There’s more good news for the supposedly dying traditional media. In a week where the Mail Online posted its first ever profit and ‘The Sun’ entered the digital domain, the Financial Times sales actually grew largely due to a growth in its digital business.
The FT’s parent company Pearson revealed the numbers whilst reporting its half yearly results. The newspaper’s digital subscriptions grew by 31% to more than 300,000, overhauling print subscriptions (299,000) for the first time. Some of the print readers have clearly switched to digital as subscriptions were only up 2% overall but sales for the first half of 2012 were up 6% on 2011 to £216 million. By the end of the year digital will be responsible for 50% of all sales.
As well as a drop in print sales advertising revenues are down but this shortfall is more than made up for from the success of the FT’s digital model. The majority of readers still access FT.com free of charge but there are a range of paid options that allow users to access premium content.

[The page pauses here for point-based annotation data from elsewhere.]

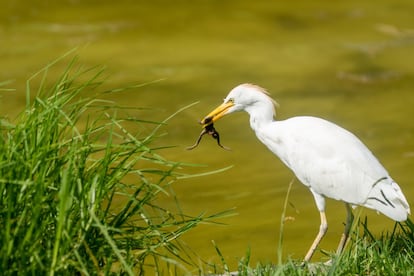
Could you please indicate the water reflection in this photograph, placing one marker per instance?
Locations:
(347, 62)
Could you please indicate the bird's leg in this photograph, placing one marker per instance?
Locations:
(322, 231)
(348, 224)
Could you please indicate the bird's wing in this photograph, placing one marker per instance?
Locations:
(327, 158)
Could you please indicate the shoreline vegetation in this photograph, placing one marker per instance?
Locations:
(78, 195)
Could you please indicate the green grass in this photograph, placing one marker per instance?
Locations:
(79, 192)
(389, 254)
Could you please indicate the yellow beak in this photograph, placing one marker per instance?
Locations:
(216, 114)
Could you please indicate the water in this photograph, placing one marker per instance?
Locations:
(349, 62)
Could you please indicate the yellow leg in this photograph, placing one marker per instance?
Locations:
(348, 224)
(322, 231)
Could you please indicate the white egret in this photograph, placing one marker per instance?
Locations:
(331, 161)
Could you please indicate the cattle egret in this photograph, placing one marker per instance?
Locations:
(331, 161)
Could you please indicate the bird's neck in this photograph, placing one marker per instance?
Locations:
(260, 117)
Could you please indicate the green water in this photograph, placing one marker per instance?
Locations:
(347, 61)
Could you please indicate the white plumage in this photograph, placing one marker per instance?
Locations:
(331, 161)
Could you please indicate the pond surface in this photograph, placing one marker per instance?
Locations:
(350, 62)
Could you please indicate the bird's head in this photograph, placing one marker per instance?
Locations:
(246, 97)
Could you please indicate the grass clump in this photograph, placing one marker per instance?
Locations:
(78, 190)
(388, 254)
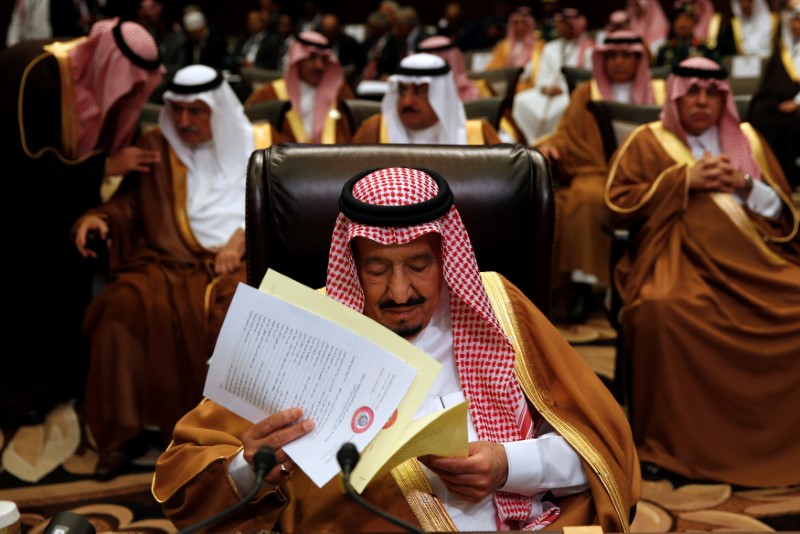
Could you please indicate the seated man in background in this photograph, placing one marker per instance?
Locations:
(621, 73)
(536, 111)
(422, 106)
(441, 46)
(710, 286)
(314, 83)
(522, 47)
(176, 258)
(753, 30)
(68, 115)
(775, 107)
(545, 449)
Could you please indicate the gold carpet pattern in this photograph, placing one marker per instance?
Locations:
(47, 468)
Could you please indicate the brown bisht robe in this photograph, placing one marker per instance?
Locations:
(44, 175)
(154, 326)
(711, 317)
(580, 242)
(192, 482)
(373, 131)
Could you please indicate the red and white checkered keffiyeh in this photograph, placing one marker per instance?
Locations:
(732, 140)
(103, 75)
(484, 355)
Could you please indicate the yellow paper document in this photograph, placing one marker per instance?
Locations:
(289, 345)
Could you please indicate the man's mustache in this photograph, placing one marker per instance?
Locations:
(389, 304)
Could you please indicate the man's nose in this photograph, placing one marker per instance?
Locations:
(399, 286)
(407, 98)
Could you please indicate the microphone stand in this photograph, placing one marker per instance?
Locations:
(348, 458)
(264, 460)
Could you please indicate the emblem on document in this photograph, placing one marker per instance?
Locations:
(362, 419)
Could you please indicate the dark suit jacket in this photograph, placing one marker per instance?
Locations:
(266, 56)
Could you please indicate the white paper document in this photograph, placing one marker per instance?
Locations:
(273, 354)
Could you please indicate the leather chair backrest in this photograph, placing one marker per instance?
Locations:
(617, 120)
(255, 77)
(148, 117)
(360, 109)
(271, 111)
(575, 75)
(503, 81)
(489, 109)
(742, 105)
(660, 72)
(504, 194)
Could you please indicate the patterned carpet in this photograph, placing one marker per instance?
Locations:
(47, 468)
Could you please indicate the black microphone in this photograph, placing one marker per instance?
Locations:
(67, 521)
(264, 460)
(348, 458)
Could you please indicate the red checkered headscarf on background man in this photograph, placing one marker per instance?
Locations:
(704, 73)
(396, 206)
(116, 60)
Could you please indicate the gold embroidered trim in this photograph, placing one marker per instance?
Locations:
(788, 64)
(328, 136)
(736, 26)
(281, 91)
(418, 492)
(659, 91)
(179, 173)
(536, 56)
(69, 132)
(484, 88)
(761, 159)
(384, 135)
(539, 396)
(713, 30)
(594, 90)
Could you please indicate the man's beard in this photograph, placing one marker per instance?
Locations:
(407, 331)
(404, 330)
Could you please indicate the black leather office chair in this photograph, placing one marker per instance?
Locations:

For Irish readers standard option (4.8 million subscribers worldwide) costs €5.75 per week and the premium subscription which includes a special letter from the editor amoung other extras will set you back €7.99 per week. There is also a corporate deal that includes print issues priced at €183 for 6 months.
Much of the digital growth is due to mobile traffic as one in four digital readers now accesses FT.com from a smartphone or tablet. 2.7 million users access the site through the FT iPhone app launched last year and web apps are also now available on Chrome for Android and Windows.
The results for both the FT and Mail Online prove that newspapers can be successfully ported online in a profitable way and will be welcomed in newsrooms around the world as they scramble to replicate their success.